La musique enfin, s’offre comme un immense soulagement…  Elle  forme un contraste saisissant et magnifique avec l’atmosphère  délétère de l’action,  produisant  des grappes juteuses  de passion et de vie. Une  beauté torrentielle et puissante, bouffée d’air dans l’environnement toxique. Un tour de force grandiose pour supporter toute cette noirceur.
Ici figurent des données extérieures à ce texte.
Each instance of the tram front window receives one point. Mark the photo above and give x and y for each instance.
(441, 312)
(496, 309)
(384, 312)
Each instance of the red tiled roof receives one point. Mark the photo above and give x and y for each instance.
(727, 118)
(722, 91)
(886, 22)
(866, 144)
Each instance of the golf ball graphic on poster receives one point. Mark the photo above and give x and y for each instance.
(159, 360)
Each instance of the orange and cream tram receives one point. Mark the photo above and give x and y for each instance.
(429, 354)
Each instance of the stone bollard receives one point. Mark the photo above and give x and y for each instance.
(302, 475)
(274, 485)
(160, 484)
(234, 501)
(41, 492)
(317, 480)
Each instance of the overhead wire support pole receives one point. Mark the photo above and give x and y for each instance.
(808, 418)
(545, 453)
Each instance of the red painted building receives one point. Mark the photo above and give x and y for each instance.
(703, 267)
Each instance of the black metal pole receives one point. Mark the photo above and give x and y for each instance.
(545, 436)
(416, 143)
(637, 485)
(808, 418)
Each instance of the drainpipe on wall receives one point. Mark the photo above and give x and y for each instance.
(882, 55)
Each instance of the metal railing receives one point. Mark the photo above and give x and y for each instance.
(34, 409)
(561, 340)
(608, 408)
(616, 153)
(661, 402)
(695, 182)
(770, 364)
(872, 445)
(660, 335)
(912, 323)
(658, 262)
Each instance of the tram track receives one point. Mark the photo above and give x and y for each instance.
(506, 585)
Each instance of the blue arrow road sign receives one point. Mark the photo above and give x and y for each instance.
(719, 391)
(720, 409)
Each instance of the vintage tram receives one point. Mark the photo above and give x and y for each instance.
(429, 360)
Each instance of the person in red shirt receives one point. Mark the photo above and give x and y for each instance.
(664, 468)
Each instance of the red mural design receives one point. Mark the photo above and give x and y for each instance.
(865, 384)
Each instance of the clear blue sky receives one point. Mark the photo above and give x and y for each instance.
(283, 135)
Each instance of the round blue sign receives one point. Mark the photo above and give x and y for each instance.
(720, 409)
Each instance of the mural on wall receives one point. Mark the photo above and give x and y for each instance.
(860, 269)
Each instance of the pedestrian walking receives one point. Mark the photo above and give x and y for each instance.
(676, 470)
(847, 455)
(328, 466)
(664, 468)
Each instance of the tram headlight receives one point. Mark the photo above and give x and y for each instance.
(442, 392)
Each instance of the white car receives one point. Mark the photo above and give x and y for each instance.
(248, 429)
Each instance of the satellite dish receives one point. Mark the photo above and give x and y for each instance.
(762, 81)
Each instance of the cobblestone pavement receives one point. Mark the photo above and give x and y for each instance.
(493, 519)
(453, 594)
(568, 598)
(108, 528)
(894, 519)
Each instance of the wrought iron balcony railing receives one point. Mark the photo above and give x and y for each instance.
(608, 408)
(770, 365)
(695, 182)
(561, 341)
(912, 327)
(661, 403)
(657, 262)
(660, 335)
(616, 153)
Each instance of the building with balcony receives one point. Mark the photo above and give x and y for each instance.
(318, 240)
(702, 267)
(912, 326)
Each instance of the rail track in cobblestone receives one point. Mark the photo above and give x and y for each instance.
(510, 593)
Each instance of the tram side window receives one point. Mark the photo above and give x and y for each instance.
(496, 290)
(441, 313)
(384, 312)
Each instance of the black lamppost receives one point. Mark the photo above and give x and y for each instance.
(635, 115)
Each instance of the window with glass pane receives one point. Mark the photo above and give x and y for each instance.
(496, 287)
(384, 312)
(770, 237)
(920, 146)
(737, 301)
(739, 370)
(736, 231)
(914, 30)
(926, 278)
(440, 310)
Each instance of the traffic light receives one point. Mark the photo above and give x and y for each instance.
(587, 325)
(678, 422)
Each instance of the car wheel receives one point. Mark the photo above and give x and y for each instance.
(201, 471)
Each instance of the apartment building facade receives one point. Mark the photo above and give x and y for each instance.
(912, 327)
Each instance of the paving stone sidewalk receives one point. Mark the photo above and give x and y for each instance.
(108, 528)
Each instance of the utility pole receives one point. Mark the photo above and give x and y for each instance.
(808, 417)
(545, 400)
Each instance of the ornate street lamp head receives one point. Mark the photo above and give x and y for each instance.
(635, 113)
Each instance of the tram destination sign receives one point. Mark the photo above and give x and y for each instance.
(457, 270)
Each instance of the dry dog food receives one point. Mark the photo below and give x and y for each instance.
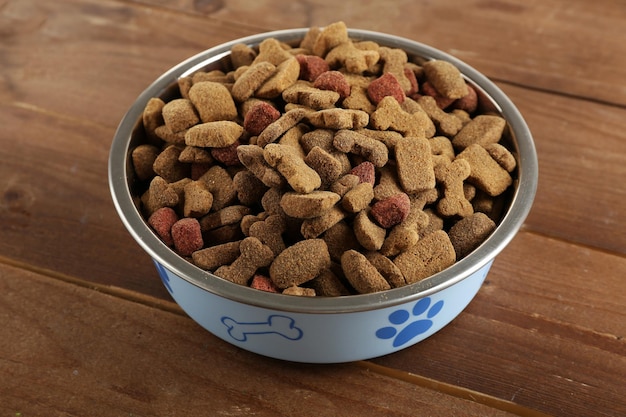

Ou alors lisez un thriller style la trilogie mongole  Yeruldelgger avant de venir, pour amortir le choc.   Le flamboyant « grand opera all’italiana » est dirigé par Paolo Carignani avec une double distribution  exceptionnelle pour les six rôles principaux, tous  terriblement exigeants, la partition étant redoutable.

 Le public est complètement  emporté  par la qualité de l’orchestre, ses textures Verdiennes élaborées et ses harmonies véhiculant une gamme stupéfiante de sentiments, allant de la peur viscérale  à la mort, en passant par le suicide, mais décrivant également les différentes affres d’amour ressenties par tous, à l’exception de  Barnaba. Les performances répétées des choeurs (Martino Faggiani) sont à couper le souffle, de même que celles des danseurs de ballet, tandis que les six solistes sont tous  également  resplendissants dans leur interprétation parfaite des sentiments romantiques fracassants.  Une  galerie  étincelante a pris vie  au cœur de la Cloaca Maxima vénitienne!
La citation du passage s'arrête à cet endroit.